Better understandings of Visual Data
I'm a proponent of visual data already, mostly because we has humans process visual information instinctively; writing and reading are learned, but sight, smell, touch, hearing and taste are hard-wired into our biology for collecting and disseminating details. I love infographics, keep & share ones I enjoy all the time, and turn to them myself as teaching aides for different ways to communicate and have information ‘stick’. Visual data is aesthetically pleasing, often able to make an even larger impact with an intended audience. With the right layout and use it can even ascribe stronger impressions, such as empathy or anger, towards neutral statements or displays. What I was unaware of however, is that visual data not only allows better presentation of information, but it can also be a boon to the research itself: it can highlight where to look further, note quality issues that must be addressed, and make connections that might otherwise be missed. Of course we need to be careful of getting caught in believing there’s correlation, but that’s always been an issue we need to keep aware of.

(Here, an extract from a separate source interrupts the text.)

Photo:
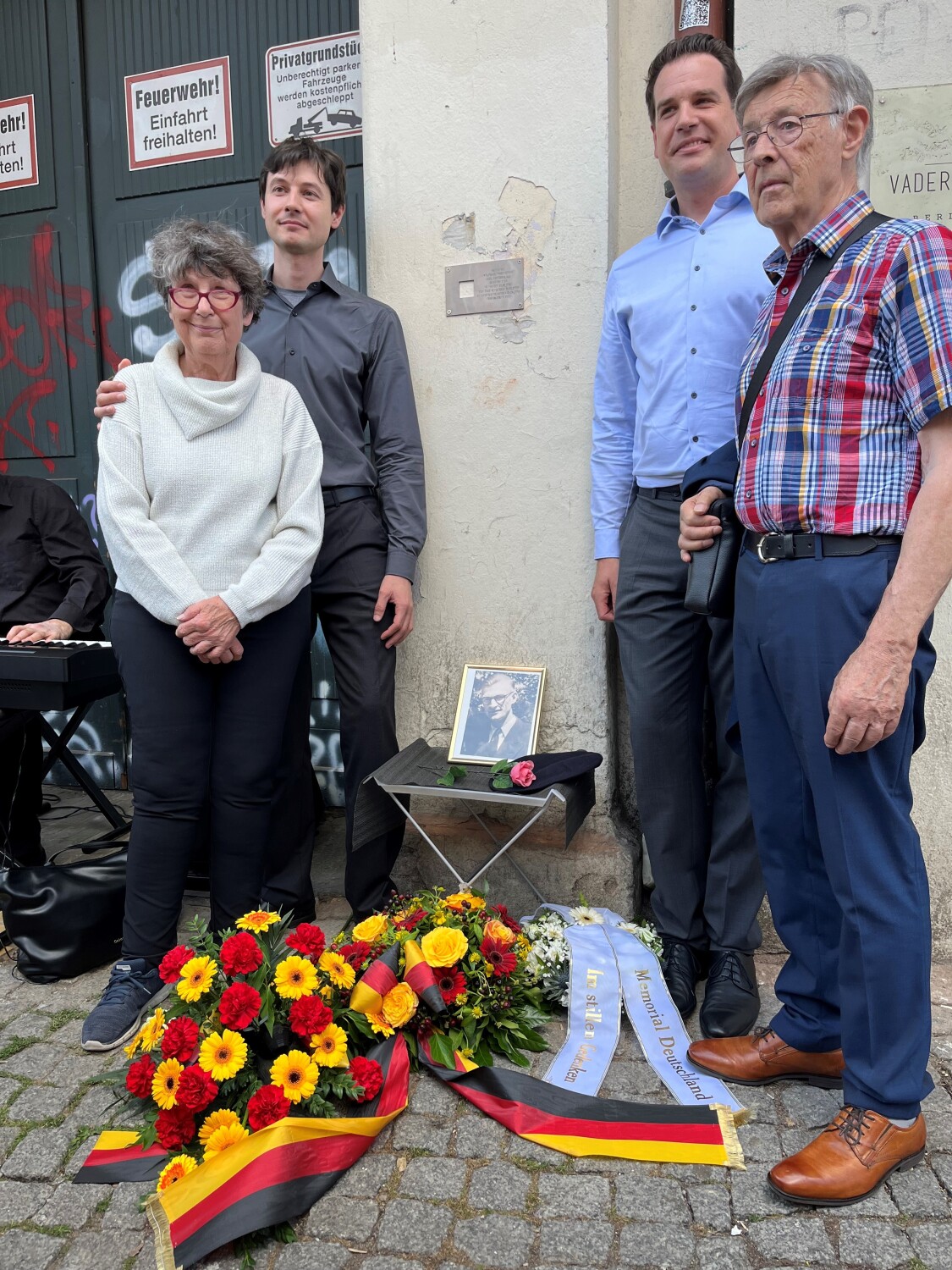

All in all, the Congress was excellent: a sea of driven, passionate individuals, organizations, government departments and companies, all sharing knowledge to work out where they can harness increasingly growing data resources, and use them to benefit current projects and solve problems. For my part, I admit I’m not a Data Scientist: while I have an interest in analytics, my drive tends to veer less towards what information can tell us, and more towards how we as humans can best access, acquire, share and use the information we are increasingly bombarded with. Nevertheless, I’d be lying if I said I wasn’t excited by the research possibilities of those presently in the field. I earnestly look forward increasingly recognizing big data in action, and returning to memories of ground-breaking talks like those presented, to see how far things have come.